If you never seen it, Swing Vote was 2008 movie set in a fictional 2008 where in their version of the American Presidential Election of 2008, it was incredibly close to the point that New Mexico is the state to win to gain the electoral votes necessary to win, and after every ballot is counted and recounted it turns out that it’s a dead-tie throughout the entire state with only one vote not being counted by a computer glitch, the vote of a blue collar “everyman” played by Kevin Costner and as a result both Presidential candidates give him 10 days to cast his vote and then openly pander to him in order to win his winning vote.

I was just thinking, can you image if that was what happened in 2020? If the election of Trump Vs Biden was decided by a blue collar Kevin Costner? How many people would be trying to kill Costner or kidnap his family members in an attempt to get him to vote for their candidate?

If the election were forever unresolved, Pelosi becomes president. So the D’s would have slightly more incentive to bump this swing voter off. The R’s on the other hand would have zero incentive to kill him prior to him casting a ballot.

Threaten and blackmail, though, absolutely. And once he did cast his vote, he’d face terrible retaliation, although by then it would be too late.

Moved to P&E from the Café as while inspired by a movie it is a political discussion.

Aside: Proponents of the Electoral College often cite as a benefit that it makes this situation much more likely.

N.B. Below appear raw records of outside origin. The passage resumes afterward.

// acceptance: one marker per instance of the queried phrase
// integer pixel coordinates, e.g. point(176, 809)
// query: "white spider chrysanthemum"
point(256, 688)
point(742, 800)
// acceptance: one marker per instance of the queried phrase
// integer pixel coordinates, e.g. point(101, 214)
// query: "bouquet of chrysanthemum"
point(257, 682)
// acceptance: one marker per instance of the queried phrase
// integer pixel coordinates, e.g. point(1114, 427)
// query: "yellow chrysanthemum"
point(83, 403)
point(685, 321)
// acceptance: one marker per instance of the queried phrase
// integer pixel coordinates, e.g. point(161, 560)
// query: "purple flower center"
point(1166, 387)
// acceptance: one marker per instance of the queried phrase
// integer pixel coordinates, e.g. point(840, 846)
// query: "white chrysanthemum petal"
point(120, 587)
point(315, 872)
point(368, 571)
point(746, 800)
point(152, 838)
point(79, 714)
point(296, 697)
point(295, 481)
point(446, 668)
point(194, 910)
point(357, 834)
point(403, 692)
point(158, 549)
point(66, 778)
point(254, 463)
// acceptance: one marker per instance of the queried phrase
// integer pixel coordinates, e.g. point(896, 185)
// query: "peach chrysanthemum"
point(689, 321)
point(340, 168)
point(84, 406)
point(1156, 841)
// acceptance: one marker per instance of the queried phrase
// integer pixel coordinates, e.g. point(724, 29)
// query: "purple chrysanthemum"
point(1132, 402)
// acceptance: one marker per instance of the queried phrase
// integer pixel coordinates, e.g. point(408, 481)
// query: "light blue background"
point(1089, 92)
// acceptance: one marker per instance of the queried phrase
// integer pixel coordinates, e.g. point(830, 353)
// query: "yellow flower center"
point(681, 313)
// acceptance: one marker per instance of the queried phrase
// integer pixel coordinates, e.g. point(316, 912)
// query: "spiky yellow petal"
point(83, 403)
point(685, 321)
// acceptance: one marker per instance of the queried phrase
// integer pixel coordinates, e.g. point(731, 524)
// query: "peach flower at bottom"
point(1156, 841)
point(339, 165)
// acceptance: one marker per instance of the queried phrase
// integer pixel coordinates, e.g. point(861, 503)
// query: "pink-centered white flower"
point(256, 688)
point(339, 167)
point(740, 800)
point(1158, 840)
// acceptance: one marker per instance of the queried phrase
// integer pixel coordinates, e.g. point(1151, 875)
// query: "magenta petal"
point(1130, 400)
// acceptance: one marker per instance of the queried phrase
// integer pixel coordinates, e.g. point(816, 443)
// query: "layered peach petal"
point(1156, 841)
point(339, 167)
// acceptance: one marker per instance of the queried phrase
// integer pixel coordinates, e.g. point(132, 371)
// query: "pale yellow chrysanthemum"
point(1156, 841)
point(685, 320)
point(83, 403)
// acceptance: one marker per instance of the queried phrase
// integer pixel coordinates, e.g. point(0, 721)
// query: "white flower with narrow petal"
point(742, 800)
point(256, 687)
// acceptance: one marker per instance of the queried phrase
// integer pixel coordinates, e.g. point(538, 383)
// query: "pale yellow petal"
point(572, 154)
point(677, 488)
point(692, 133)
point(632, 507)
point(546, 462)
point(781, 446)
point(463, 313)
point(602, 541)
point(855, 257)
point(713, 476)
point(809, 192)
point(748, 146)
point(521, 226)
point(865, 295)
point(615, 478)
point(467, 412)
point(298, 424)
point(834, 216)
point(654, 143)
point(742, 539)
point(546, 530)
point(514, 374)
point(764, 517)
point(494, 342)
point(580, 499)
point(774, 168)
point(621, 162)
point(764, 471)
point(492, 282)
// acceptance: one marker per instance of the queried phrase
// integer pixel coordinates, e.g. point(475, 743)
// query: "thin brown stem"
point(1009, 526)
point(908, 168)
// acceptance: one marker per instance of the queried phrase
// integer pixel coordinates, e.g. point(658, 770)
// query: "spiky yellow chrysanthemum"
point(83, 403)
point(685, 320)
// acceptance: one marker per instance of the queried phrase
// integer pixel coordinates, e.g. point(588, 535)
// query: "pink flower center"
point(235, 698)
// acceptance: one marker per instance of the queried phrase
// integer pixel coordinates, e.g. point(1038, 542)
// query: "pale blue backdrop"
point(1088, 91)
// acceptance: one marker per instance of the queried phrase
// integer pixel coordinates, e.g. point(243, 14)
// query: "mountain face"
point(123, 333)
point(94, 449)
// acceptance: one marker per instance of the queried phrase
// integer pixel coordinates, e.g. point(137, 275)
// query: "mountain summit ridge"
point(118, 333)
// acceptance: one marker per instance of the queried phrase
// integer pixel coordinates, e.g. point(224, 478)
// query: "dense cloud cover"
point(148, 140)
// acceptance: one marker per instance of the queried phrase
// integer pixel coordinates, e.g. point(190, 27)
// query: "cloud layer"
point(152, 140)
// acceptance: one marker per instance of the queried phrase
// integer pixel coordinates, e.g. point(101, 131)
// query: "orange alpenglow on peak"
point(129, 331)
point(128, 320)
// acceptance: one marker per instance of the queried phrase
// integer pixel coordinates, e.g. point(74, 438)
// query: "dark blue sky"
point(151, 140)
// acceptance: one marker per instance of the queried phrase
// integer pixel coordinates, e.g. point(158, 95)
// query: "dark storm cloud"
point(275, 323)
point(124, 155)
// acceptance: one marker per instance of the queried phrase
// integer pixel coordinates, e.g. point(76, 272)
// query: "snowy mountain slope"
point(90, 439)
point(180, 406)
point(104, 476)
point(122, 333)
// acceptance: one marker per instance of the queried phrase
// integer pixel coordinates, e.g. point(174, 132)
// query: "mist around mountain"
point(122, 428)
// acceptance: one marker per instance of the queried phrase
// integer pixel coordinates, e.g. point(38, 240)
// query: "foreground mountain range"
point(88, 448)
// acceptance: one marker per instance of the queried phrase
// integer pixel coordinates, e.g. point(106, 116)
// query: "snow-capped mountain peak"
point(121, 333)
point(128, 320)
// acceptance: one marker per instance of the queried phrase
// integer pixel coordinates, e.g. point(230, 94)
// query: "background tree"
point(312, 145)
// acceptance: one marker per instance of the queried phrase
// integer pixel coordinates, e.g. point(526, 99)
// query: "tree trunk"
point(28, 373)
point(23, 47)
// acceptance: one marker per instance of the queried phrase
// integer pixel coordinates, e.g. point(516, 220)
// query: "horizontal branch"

One thing’s for sure, there would be extreme angst and regret among a million or more eligible voters in that key state (be it New Mexico or whatnot) who could have voted but chose not to, now that they see the would-have-been immense importance of their solitary vote.

I think Isaac Asimov had a short story in which political polling had gotten so sophisticated that one person was asked to cast his vote for the presidency.

Morbo: Elections do not work that way! Good night!

Yeah. I didn’t see the movie, but if the guy’s vote wasn’t counted, and there’s no way to find out who he voted for on Election Day, there is no possible scenario in which the remedy would be “Give him another ten days”.

Not “polling,” exactly. Multivac had gotten so sophisticated that it could select one person out of the entire country as being most representative of the country as a whole. Thus, it could extrapolate from that one person how the nationwide vote would go if anybody else had voted.

FYI, the story was called Franchise.